Las que ha escrito para su TFG tienen recompensa. Los profesores se deshacen en elogios: “Hay periodismo y esmero”, “es una mirada original”, “ningún expediente académico se compara a presentar esto en una empresa”, “es un ejemplo palmario de lo que debe ser un trabajo de fin de grado”. Palmario. “Aquí huele a matrícula”, susurran sus compañeros de piso, sujetándose las ganas de abrazarla. Isis mantiene el tipo, farfulla un abrumado “Jopé, muchísimas gracias” y cuelga. Solo entonces exhala un enorme suspiro, doblándose sobre sí misma en la silla y se deja achuchar por los suyos.

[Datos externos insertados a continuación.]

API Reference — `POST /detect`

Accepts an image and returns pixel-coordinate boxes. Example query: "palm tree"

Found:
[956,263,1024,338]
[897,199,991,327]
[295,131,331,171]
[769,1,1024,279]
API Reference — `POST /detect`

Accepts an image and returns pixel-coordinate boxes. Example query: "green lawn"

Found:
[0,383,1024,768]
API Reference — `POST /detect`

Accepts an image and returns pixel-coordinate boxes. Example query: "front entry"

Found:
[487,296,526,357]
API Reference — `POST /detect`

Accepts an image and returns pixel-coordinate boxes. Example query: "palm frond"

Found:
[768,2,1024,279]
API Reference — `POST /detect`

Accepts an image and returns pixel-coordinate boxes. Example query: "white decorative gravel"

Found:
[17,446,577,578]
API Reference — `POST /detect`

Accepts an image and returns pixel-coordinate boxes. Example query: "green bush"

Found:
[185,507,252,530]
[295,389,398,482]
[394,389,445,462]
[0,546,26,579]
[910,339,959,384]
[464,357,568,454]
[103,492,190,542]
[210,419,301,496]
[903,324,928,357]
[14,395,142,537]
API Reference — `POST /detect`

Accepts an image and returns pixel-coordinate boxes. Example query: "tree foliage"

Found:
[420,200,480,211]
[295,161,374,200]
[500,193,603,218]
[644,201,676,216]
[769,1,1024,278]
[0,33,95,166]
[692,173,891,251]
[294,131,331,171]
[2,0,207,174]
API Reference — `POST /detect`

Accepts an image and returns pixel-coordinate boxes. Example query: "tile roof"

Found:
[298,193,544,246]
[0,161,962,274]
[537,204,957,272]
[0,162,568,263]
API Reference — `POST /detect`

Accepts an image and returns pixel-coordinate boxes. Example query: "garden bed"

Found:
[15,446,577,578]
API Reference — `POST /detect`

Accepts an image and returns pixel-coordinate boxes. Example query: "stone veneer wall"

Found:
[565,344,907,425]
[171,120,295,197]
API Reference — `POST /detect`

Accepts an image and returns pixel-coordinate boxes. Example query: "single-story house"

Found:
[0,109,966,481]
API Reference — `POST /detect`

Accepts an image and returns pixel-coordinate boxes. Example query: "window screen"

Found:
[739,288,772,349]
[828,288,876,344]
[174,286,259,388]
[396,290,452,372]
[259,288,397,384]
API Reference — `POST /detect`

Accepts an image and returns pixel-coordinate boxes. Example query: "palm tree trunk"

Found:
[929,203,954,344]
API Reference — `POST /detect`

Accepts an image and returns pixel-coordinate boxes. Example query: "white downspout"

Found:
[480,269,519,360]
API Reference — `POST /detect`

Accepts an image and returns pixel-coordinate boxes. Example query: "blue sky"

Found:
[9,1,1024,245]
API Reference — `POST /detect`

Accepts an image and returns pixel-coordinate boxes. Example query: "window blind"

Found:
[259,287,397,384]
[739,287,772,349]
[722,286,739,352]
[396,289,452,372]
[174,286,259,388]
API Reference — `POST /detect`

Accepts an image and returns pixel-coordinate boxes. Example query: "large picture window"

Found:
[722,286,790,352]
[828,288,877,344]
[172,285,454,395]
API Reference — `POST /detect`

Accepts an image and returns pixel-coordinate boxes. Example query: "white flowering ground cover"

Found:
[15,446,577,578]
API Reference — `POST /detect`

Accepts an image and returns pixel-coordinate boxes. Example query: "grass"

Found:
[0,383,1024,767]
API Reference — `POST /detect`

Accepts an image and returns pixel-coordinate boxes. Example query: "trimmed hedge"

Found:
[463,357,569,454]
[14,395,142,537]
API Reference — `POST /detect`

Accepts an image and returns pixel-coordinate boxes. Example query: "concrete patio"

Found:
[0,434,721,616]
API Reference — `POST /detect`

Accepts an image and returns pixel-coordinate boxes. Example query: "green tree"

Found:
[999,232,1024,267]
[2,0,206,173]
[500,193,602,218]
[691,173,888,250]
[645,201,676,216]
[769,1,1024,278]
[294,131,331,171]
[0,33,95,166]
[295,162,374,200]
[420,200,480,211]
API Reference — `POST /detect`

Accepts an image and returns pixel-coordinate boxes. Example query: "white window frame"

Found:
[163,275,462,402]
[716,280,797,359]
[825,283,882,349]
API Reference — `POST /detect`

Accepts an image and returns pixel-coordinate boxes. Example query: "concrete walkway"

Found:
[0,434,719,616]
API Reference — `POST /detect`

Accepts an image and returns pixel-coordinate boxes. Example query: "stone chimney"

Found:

“Me he sentido útil, que valgo para algo”, dirá luego, “todo lo contrario a lo que sentía en la cafetería”. Pero es un final agridulce, abre la puerta de un gigantesco “¿Y ahora qué?”. Ella ha cumplido su parte. El mundo, de momento, no acompaña. En una vitrina del impoluto salón, el unicornio de origami se sujeta delicado y complejo sobre sus patitas de papel.